The R language is the de facto standard among statisticians for the development of statistical software, and is widely used for statistical software development and data analysis. R is a modern dialect of S, one of several statistical programming languages designed at Bell Laboratories.
R is much more than a programming language. It’s an interactive suite of software facilities for data manipulation, calculation, and graphical display. R offers a wide variety of statistical (linear and nonlinear modelling, classical statistical tests, time-series analysis, classification, clustering, …) and graphical techniques, and is highly extensible. The ability to download and install R packages is a key factor which makes R an excellent language to learn. What else makes R awesome? Here’s a taster.
- It’s free, open source, and available for every major platform. So anyone can repeat your work whatever platform they run.
- A huge set of high quality packages for statistical modelling, machine learning, visualisation, and importing and manipulating data.
- Cutting edge tools.
- A suite of operators for calculations on arrays, in particular matrices.
- Deep-seated language support for data analysis.
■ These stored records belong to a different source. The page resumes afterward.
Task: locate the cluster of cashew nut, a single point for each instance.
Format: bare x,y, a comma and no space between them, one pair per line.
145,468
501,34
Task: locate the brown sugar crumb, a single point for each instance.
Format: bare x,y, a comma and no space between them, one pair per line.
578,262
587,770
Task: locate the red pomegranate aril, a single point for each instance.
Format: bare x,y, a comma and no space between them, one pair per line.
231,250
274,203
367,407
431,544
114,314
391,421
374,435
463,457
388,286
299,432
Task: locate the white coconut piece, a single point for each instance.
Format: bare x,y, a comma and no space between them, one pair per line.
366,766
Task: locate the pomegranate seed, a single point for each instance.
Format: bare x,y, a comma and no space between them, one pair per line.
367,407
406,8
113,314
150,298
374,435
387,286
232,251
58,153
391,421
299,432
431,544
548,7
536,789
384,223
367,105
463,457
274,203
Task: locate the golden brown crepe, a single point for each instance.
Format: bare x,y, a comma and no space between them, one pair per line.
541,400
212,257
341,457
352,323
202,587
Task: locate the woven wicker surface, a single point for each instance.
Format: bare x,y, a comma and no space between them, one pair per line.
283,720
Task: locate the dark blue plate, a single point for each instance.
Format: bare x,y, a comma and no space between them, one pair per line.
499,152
This includes features likes missing values, data frames, and subsetting.
- Powerful tools for communicating your results.
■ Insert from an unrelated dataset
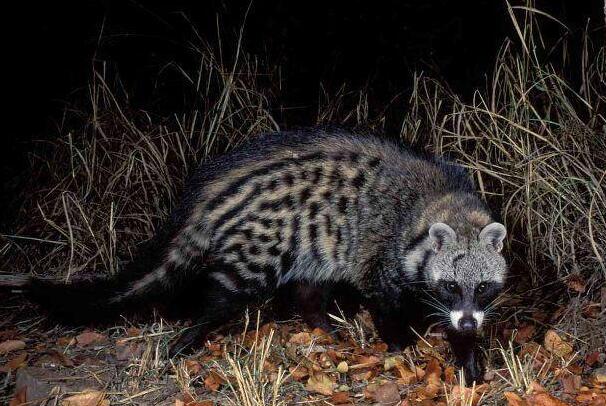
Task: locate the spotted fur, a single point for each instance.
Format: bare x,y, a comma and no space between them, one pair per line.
323,208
- Produce publication-quality graphs, including mathematical symbols. Dynamic and interactive graphics are available through additional packages. R packages make it easy to produce HTML or PDF, and create interactive websites with Shiny, a sublime R package.
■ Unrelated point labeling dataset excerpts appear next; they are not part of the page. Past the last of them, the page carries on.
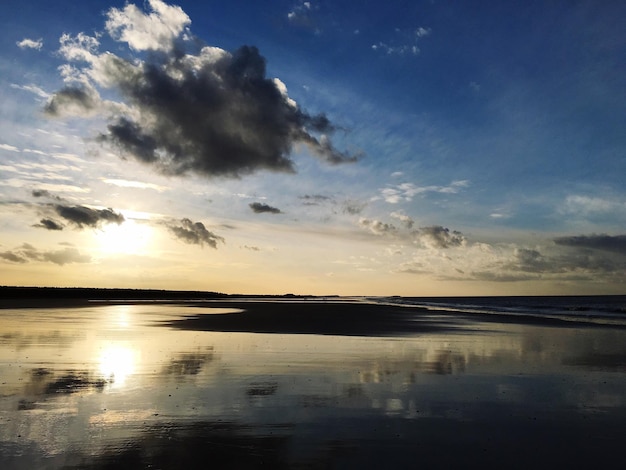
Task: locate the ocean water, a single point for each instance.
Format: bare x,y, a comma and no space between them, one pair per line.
596,309
503,385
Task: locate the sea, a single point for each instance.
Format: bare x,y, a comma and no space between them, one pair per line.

- A strong foundation in functional programming. The ideas of functional programming are well suited to solving many of the challenges of data analysis. R provides a powerful and flexible toolkit which allows you to write concise yet descriptive code.
- RStudio, a powerful integrated development environment.
- Powerful metaprogramming facilities; a fantastic environment for interactive data analysis.
- Connects to high-performance programming languages like C, Fortran, and C++.
- An amazingly vibrant and helpful community.
Packages are the fundamental units of reproducible R code. They include reusable R functions, the documentation that describes how to use them, and sample data. The CRAN package repository hosts over 14,000 packages, and Bioconductor is home to over 1,600 packages.
This article recommends 29 free books which will teach you the basics of R, how to produce amazing plots, how to apply R to lots of disciplines, and how to efficiently program in R. Many of the books are open source.
If you’re new to R, we strongly recommend reading our interactive tutorial: Introduction to R and RStudio for Data Science. It focuses on a common task in data science: import a data set, manipulate its structure, and then visualise the data. We use R and RStudio to accomplish this task.
1. R for Data Science by Hadley Wickham & Garrett Grolemund
R for Data Science is the ideal introductory text for learning about what R can do. In fact, we’d go as far to say it’s the best introductory book for budding R data scientists. It teaches you the basics learning good practices for writing and organizing your R code, and RStudio, a powerful IDE. The focus of this book is on exploration, not confirmation or formal inference.
If you’re looking to grasp how to make simple and elegant plots in R, learn how to transform data, and embark on some data analysis, this is definitely your starting text.
There’s particularly good coverage about data wrangling, and you’ll master the basics of data frames, data importing, and tidy data.
Hadley Wickham has graciously made this book available online. It’s released under an open source license. You’ll probably want to purchase the paperback version, the book is so good.
2. Introduction to Data Science by Rafael A Irizarry
This introductory book introduces concepts and skills that can help you tackle real-world data analysis challenges. It’s an exceptionally good read covering concepts from probability, statistical inference, linear regression and machine learning.
It also helps you develop skills such as R programming, data wrangling with dplyr, data visualization with ggplot2, algorithm building with caret, file organization with UNIX/Linux shell, version control with Git and GitHub, and reproducible document preparation with knitr and R markdown.
The book includes dozens of exercises to test whether you have understood the material.
It’s suggested price is $49.99, but the book can be downloaded without charge. And it’s released under an open source license.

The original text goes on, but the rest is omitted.